= Lassi Päivärinta =

Finnish mathematician

Lassi Päivärinta is a Finnish mathematician, one-time professor of applied mathematics at the department of mathematics and statistics at the University of Helsinki. Päivärinta's research is mostly in the fields of inverse problems and partial differential equations.

==Education and career==

Päivärinta received an MSc in mathematics at the University of Helsinki in 1976, and a PhD in mathematics in 1980. He has spent several periods at the University of Delaware and Washington University in St. Louis as visiting and adjunct professor. He became professor of mathematics at the University of Oulu in 1992, and started his professorship at the University of Helsinki in 2003. He was the leader of the Finnish Centre of Excellence in Inverse Problems Research and the director of the Rolf Nevanlinna Institute and the section of applied mathematics at the University of Helsinki. He is the editor-in-chief of the journal Inverse Problem and Imaging.

Päivärinta was awarded the Magnus Ehrnrooth Foundation Prize in mathematics by the Finnish Society of Sciences and Letters in 2006. He is a member of the Finnish Academy of Sciences.
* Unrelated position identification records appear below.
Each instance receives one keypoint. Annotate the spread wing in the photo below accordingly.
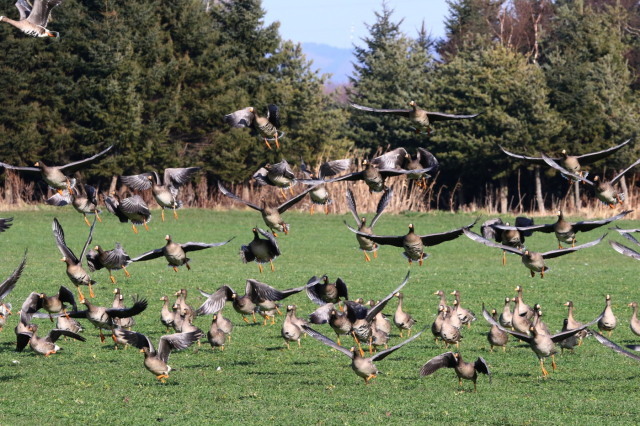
(391, 240)
(445, 360)
(441, 116)
(383, 354)
(622, 173)
(177, 177)
(391, 160)
(324, 339)
(534, 160)
(560, 252)
(479, 239)
(9, 284)
(141, 182)
(608, 343)
(588, 225)
(351, 203)
(332, 168)
(382, 204)
(190, 246)
(241, 118)
(435, 239)
(595, 156)
(76, 165)
(624, 250)
(176, 341)
(20, 168)
(402, 112)
(215, 301)
(41, 9)
(552, 162)
(397, 172)
(152, 254)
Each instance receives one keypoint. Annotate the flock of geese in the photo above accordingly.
(362, 321)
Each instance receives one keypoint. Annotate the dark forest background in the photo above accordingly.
(154, 78)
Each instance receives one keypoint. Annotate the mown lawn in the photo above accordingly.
(256, 379)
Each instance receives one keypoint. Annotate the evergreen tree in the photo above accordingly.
(390, 71)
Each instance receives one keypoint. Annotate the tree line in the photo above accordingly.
(155, 78)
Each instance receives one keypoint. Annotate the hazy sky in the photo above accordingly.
(341, 23)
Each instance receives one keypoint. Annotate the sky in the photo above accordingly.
(341, 23)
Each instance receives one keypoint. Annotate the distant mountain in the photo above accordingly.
(330, 60)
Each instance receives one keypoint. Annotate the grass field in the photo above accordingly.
(256, 379)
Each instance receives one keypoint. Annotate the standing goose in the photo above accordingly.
(420, 118)
(572, 323)
(9, 284)
(85, 204)
(532, 260)
(322, 292)
(259, 250)
(266, 126)
(503, 233)
(608, 322)
(215, 335)
(44, 345)
(464, 370)
(495, 336)
(412, 243)
(167, 316)
(572, 163)
(523, 309)
(367, 245)
(542, 344)
(436, 325)
(132, 209)
(176, 253)
(450, 330)
(319, 194)
(156, 360)
(75, 271)
(164, 191)
(270, 214)
(506, 317)
(604, 190)
(363, 367)
(565, 231)
(634, 324)
(401, 319)
(55, 176)
(519, 321)
(112, 260)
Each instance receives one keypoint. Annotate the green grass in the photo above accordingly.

In 2011, Päivärinta was awarded one of the ERC Advanced Grants 2010 of the European Research Council for mathematical research in inverse problems.

==Research==

Since the late 1980s, inverse problems have attracted rapidly growing research interest, mostly in applied but also in pure mathematics. Päivärinta is one of the leading figures in this development from an early stage, and his research interests range from mathematical theory to practical applications. An example of this is Alberto Calderon's inverse problem, studied by several mathematicians and solved in the plane by Astala and Päivärinta. The problem has immediate application in electrical impedance tomography (EIT), a means of imaging the interior of the human body. In addition to his theoretical work, Päivärinta has worked on several similar topics related with biomedical and industrial imaging. He is a founding member of the Finnish Inverse Problems Society, the world's first scientific society for inverse problems.